According to the keel effect page on Wikipedia it is the rolling moment created by the fuselage and vertical surfaces in a sideslip if the center of pressure is vertically offset from the center of gravity.
Functions of a keel
The keel of a ship (besides shifting the center of gravity below the metacenter) provides a stabilizing side force when the ship rolls. The same is achieved by a tail surface, but in aviation this is called roll damping. The much larger wing tends to dominate roll damping, so the effect of the vertical surface is small.
The next task of the keel is to balance the side force and rolling moment from the sails in crosswind conditions. It does this by letting the boat build up a sideslip condition until the side force from the keel and hull balances the side force from the sails, and the rolling moment from the side force and from heeling balances the rolling moment from the sails. The keel effect is this rolling moment due to a sideslip condition.
A few aircraft with very small wings and large vertical surfaces do indeed suffer from excessive moments created by side loads on those vertical surfaces. The best known of those is probably the Lockheed F-104 Starfighter. The massive tail on the upswept rear fuselage made 10° anhedral necessary to get the sideslip-induced rolling moment right.
Pendulum effect
The Wikipedia page also mentions the pendulum effect and calls both the fuselage contribution to the dihedral effect. Man, if there is ever a competition for the most misleading name of an effect, this would be the winning entry.
A pendulum is a mass mounted below the pivot or the metacenter, so it will stabilize in the down position. It seems the adherents of the pendulum effect belief believe that the plane is somehow hinged at the center of the wing. This is so wrong! A flying aircraft is not hinged, so all motion is around the center of gravity.
This is different with airships: As @JanHudec points out in the comments, the buoyancy of the lifting gas always works against gravity whereas the lift of a wing acts perpendicular to its span and the airspeed. This does produce a moment when the airship rolls, and the heavy gondola is pulled down by the same effect which pulls down a pendulum. Also, due to an airship's low density (by definition very close to the density of the air it displaces) the aerodynamic side forces on an airship are much larger compared to the inertial forces. This lets the airship effectively pivot around a point near the center of the envelope. Note that airships have no means of roll control - it is just gravity which ensures that the gondola stays on the lower side of the hull.

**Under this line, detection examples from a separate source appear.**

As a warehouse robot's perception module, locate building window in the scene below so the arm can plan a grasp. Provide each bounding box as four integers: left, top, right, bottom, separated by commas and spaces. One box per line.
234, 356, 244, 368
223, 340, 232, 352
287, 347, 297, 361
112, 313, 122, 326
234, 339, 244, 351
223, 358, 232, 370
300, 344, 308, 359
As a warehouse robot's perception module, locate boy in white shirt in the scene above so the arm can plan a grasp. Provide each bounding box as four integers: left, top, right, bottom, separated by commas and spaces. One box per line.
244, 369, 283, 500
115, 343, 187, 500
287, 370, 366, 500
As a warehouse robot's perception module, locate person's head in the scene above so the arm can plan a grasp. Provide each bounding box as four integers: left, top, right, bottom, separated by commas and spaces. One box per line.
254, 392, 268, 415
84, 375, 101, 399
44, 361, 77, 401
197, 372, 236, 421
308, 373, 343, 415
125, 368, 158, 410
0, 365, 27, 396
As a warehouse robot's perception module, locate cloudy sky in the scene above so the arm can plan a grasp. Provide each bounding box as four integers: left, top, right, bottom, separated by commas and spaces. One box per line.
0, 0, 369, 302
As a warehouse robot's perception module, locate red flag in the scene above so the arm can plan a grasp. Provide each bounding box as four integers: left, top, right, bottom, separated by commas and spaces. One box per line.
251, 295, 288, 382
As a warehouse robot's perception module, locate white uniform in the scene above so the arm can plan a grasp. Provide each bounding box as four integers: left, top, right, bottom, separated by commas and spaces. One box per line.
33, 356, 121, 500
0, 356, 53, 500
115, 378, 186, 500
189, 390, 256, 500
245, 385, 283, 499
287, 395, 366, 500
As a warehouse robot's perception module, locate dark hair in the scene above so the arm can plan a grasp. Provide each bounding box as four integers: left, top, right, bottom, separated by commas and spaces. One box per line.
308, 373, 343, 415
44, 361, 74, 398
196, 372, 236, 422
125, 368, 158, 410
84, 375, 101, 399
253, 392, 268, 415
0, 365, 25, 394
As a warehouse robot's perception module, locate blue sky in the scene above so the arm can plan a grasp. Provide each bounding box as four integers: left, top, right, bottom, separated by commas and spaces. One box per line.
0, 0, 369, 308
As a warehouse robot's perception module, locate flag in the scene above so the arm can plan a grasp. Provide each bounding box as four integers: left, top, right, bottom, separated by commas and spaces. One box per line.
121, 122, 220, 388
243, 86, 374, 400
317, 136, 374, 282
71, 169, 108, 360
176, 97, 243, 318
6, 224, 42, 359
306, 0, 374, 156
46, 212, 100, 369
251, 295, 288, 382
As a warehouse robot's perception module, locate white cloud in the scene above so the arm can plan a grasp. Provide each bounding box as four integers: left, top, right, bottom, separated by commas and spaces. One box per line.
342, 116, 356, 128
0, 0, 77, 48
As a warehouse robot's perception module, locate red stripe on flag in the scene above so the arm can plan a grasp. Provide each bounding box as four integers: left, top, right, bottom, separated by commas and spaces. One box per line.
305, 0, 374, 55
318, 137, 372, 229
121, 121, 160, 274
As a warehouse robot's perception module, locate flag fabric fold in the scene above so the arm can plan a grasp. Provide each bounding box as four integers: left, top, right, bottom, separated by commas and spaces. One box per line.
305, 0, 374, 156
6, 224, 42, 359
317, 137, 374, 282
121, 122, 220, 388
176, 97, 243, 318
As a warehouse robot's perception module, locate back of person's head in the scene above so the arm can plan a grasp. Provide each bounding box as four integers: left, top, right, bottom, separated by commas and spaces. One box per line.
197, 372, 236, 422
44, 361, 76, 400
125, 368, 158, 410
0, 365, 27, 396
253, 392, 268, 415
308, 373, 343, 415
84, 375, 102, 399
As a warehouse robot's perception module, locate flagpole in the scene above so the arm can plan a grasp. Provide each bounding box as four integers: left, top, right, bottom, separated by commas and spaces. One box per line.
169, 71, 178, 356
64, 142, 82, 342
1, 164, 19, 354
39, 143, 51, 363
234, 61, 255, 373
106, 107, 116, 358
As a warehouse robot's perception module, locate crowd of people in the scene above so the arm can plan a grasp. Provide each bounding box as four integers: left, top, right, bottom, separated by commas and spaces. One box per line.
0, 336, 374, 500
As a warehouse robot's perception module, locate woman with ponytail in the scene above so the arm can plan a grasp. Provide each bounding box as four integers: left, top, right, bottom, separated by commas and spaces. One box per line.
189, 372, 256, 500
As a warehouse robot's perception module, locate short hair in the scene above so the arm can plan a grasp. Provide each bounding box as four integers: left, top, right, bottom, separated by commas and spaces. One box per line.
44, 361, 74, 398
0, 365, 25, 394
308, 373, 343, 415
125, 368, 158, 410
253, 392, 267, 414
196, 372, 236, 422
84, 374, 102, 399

Now you can argue that the same is true for aircraft, only with much smaller aerodynamic forces. Yes, but those side forces are vanishingly small in comparison to the wing's aerodynamic forces which, again by definition, are close to the weight of the aircraft. A small change there will completely dominate the picture, and the small loads on the fuselage are just a rounding error. By moving the control surfaces, the pilot can shift the lift vector around almost as he/she likes, and the forces on the fuselage are insignificant.
Note that knife edge flight, a situation when the side force on the fuselage really is close to the aircraft's weight, needs lots of fuselage area and a powerful engine. Fuselage loads in normal flight are a fraction of those in knife edge flight.